Clinical comorbidities and cardiovascular risk factors such as smoking, and alcohol consumption were more prevalent in White than Asian and Black ethnic groups, and the higher risk of mortality observed in Whites compared with Blacks with T2DM, as well as in Whites compared with Asians with more severe forms of obesity, appeared to be largely explained by sociodemographic, lifestyle as well as clinical comorbidities. We do not have clear explanations for the observed higher risk of mortality in overweight and obese class 1 adults with T2DM from White compared to Asian groups. Although there was robust adjustment for confounders in our analyses, we cannot rule out the possibility that the observed differential mortality risk in our ethnic populations, might be partly due to other unmeasured confounders.

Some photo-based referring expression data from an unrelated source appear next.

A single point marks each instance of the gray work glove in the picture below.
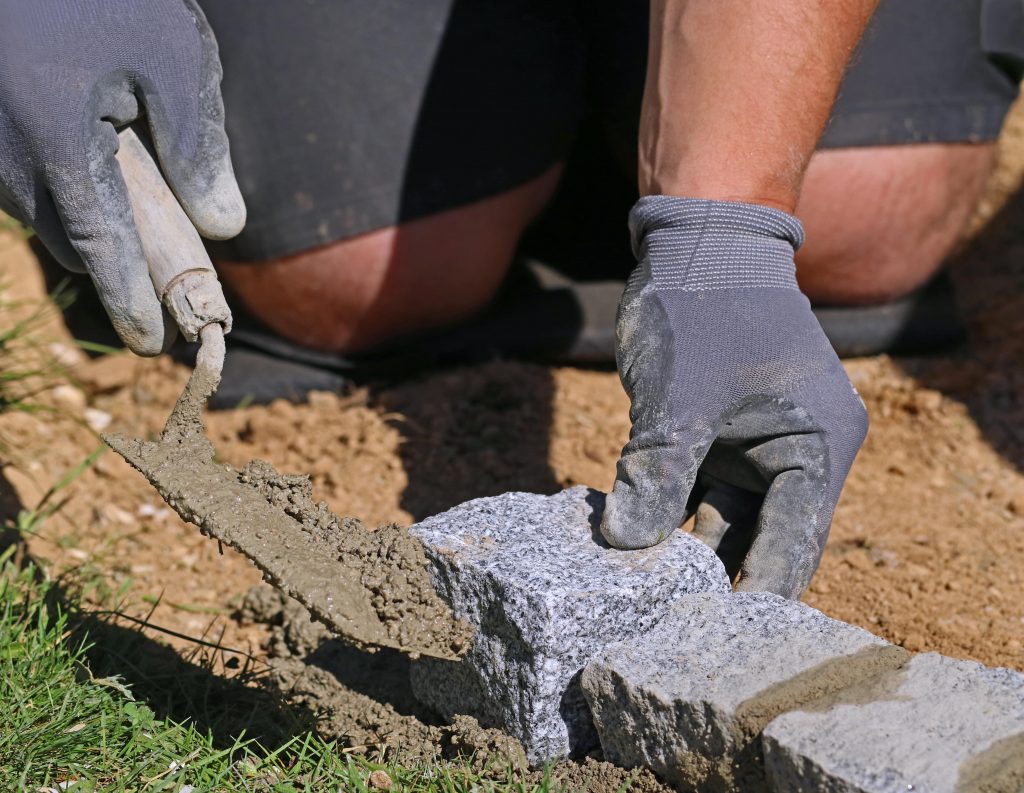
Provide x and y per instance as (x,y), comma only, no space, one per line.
(740,409)
(70,72)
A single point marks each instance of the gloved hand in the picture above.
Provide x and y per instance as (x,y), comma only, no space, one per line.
(740,409)
(70,72)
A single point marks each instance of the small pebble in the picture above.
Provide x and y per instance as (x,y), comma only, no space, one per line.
(69,398)
(97,419)
(66,356)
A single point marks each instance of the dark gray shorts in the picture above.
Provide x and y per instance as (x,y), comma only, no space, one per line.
(347,116)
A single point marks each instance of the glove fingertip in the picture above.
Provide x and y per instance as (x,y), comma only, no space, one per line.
(219,213)
(627,524)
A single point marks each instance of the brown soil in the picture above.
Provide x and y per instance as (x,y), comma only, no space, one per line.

Earlier T2DM diagnosis with potentially earlier T2DM management and commencement of cardiovascular risk-reducing agents have been postulated as possible mechanisms underlying a shift in the pattern of cardiovascular mortality over time, in Asians with T2DM [9]. T2DM was diagnosed at an earlier age in Asian and Black compared to White ethnic groups in our study. This may be due to improved clinical and public awareness with earlier T2DM diagnosis in these communities, including lower BMI thresholds for risk assessment advanced for Asians in 2002 [33]. However, as Asian and Black individuals in our study had worse glycaemic levels than White individuals, both at the time of T2DM diagnosis and 1 year after diagnosis, there is no evidence to suggest more aggressive T2DM management in these ethnic groups after diagnosis. Further evidence is, therefore, needed to understand the mechanism underlying the differential mortality risk associated with T2DM in ethnic populations.

Conclusion

This study has found that in the general population of adults who are overweight or obese, the risk of T2DM is highest in Asian followed by Black and then White ethnic groups. Compared to White individuals, Asians have a twofold higher risk of T2DM, while Black individuals have a 30% higher risk of T2DM. However, among the overweight or obese adults with newly diagnosed T2DM, mortality risk is highest in White, and lowest in Asian ethnic groups, and some of this differential risk is explained by clinical comorbidities and cardiovascular risk factors. This work underlines the influence of ethnicity on the risk of T2DM incidence but also ethnic disparity in risk of mortality associated with T2DM in obese or overweight adults. Knowledge and awareness of these ethnic variations are important for clinicians and policy-makers to aid priority-setting and ensure public health strategies are appropriately targeted. While findings underline the importance of enhanced screening for T2DM in Asians, they highlight concern for people from White backgrounds and emphasize the need for optimal disease and risk management appropriate to all communities with T2DM.